И собаки. Как же. Стал тяжек мне мой макинтош. И жарко в нем. И тысяча лет минула, а все так же и все то же. Милая девочка. Единорог.
– Я сейчас объясню, – усмехнулся Чек. – Господь создал Вселенную с миллионами галактик, миллиардами звезд и несчетным количеством планет. Мироздание населяют сонмы существ, в глазах которых светится надежда и разум. Господь создал Вселенную и покинул ее, он где-то…
Чек показал в небо.
– Где-то там. Сидит на своем сияющем алмазном троне на планете Вечность и ждет, ему не занимать терпения.
– Чего же он ждет?
– Нас. Или их. Зеленых пауков с каких-нибудь там Центавров, рыжемордых псоглавцев. Или разумную плесень. Первых вернувшихся, – совершенно спокойно ответил Человек. – Кто первым доберется до Него, тот и наследует Царствие Небесное. Это великая гонка, и мы созданы для этой гонки, впрочем, как и все… Что-то я сбился… Артем, скоро ли каша?"
...Еще раз: "Стал тяжек мне мой макинтош. И жарко в нем. И тысяча лет минула, а все так же и все то же. Милая девочка. Единорог". Почему "тысяча лет", "а все так же и все то же" — рядом с Царствием и единорогом, и макинтошем? Да всё поэтому же. Сирень не понимает, что она Бог, но эта вот ее миссия, врученная самой себе: от стихотворения Синкая в "Зубе водяного" до неразменного рения патэрена Павла, благодаря которому через 47 лет внук Сирени через Нити выведет уцелевших к звездам на звездолете "Артем", — она тут вся в сконцентрированном виде. Тяжесть макинтоша. Беременность. Единорог. Милая девочка, гвозди из звездной меди. Люди всё те же; как поет БГ в песне о том же самом, "это повод прийти сюда еще один раз".
Кстати, с "Зубом водяного" интересно. Друг представляет Синкая как лауреата премии Акутагавы. Так вот, название бара — контаминация из "В стране водяных" (в оригинале — "Каппа", так же называется судно у Веркина) и "Зубчатых колес" (в оригинале "Хагурума", два иера — "зуб" и "повозка").

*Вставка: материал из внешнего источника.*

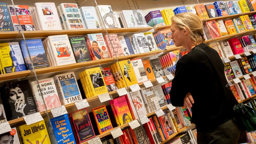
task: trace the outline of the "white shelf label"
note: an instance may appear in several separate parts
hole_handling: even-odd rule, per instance
[[[116,92],[119,96],[122,96],[128,94],[128,92],[125,88],[123,88],[116,90]]]
[[[101,103],[103,103],[111,99],[108,93],[100,94],[98,96],[98,97],[99,97],[99,99],[100,99]]]
[[[233,79],[233,81],[235,83],[237,83],[241,82],[241,80],[238,78],[236,78]]]
[[[241,57],[241,56],[240,55],[239,55],[239,54],[235,55],[234,55],[234,56],[237,59],[239,59],[239,58],[242,58],[242,57]]]
[[[113,138],[115,138],[119,136],[120,136],[124,134],[123,132],[122,131],[121,128],[118,127],[114,130],[110,131],[110,132],[113,136]]]
[[[140,118],[140,122],[141,123],[142,125],[150,122],[149,120],[148,119],[148,117],[146,115],[141,118]]]
[[[100,138],[97,137],[88,141],[88,144],[102,144]]]
[[[167,78],[168,78],[169,80],[170,81],[172,80],[174,78],[174,77],[172,74],[168,74],[166,76],[167,77]]]
[[[155,113],[156,113],[156,115],[157,116],[157,117],[159,117],[161,115],[163,115],[164,114],[164,112],[163,111],[162,109],[160,109],[157,110],[156,110],[155,111]]]
[[[249,79],[249,78],[251,78],[250,77],[249,75],[249,74],[246,74],[245,75],[244,75],[243,76],[244,76],[244,79]]]
[[[24,116],[23,118],[27,125],[44,120],[44,119],[43,119],[43,117],[39,112]]]
[[[252,54],[251,54],[251,53],[250,53],[250,52],[249,52],[249,51],[247,51],[246,52],[245,52],[244,54],[244,55],[245,55],[246,56],[249,56],[250,55],[251,55]]]
[[[133,92],[135,92],[141,89],[140,87],[138,84],[135,84],[130,86],[130,88]]]
[[[10,126],[9,122],[6,121],[0,123],[0,134],[5,133],[12,130],[11,126]]]
[[[146,88],[148,88],[150,87],[153,87],[153,85],[150,81],[148,81],[143,82],[143,84]]]
[[[138,120],[137,120],[132,121],[128,123],[128,124],[129,124],[132,129],[133,130],[137,127],[140,126],[140,123],[139,123],[139,122],[138,121]]]
[[[66,108],[64,105],[51,109],[51,112],[54,118],[68,113]]]
[[[167,105],[167,107],[170,111],[171,111],[176,108],[176,107],[173,106],[171,104],[170,104]]]
[[[86,99],[83,99],[81,101],[76,102],[75,103],[75,104],[76,105],[76,106],[78,110],[84,109],[90,106],[90,105],[88,103],[87,100]]]
[[[164,81],[164,79],[163,78],[163,77],[157,78],[156,78],[156,80],[158,82],[158,83],[159,83],[159,84],[161,83],[164,83],[165,82]]]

Ну и, окей, одна второстепенная загадка — может, кто догадался. Сиро Синкай носит имя "Белый" и фамилию Макото Синкая. Сирень по-японски — Райракку, калька с lilac, фамилия девушки нигде не упоминается, но есть намек:
"Тут отец немного замешкался, поскольку, кроме поэтов, политиков и военачальников наш род Империи так никого и не подарил; правда, был еще один кинематографист, но его вклад в культуру Японии был сомнителен, поскольку прославился он в основном производством фривольной мультипликации, которую во время Реставрации запретили и, по большей части, уничтожили".
Я сильно сомневаюсь, что она тоже Синкай. Но тогда, простите, она наверняка Миядзаки (какие тут еще варианты? Тэдзука? Мацумото? Кон?). Меня смущает вот это место из "Показаний Синкая" (который я воспринимаю, кстати, как дань финалу "12 обезьян" Гиллиама):
"Имя у нее оказалось тоже странное, хотя и красивое, я сразу вспомнил, откуда оно".
Если это о Райракку, я не понимаю, к чему идет отсылка. Если о фамилии — он вспоминает о Хаяо Миядзаки? Это место я взять не могу — но, может, кто-то еще смог.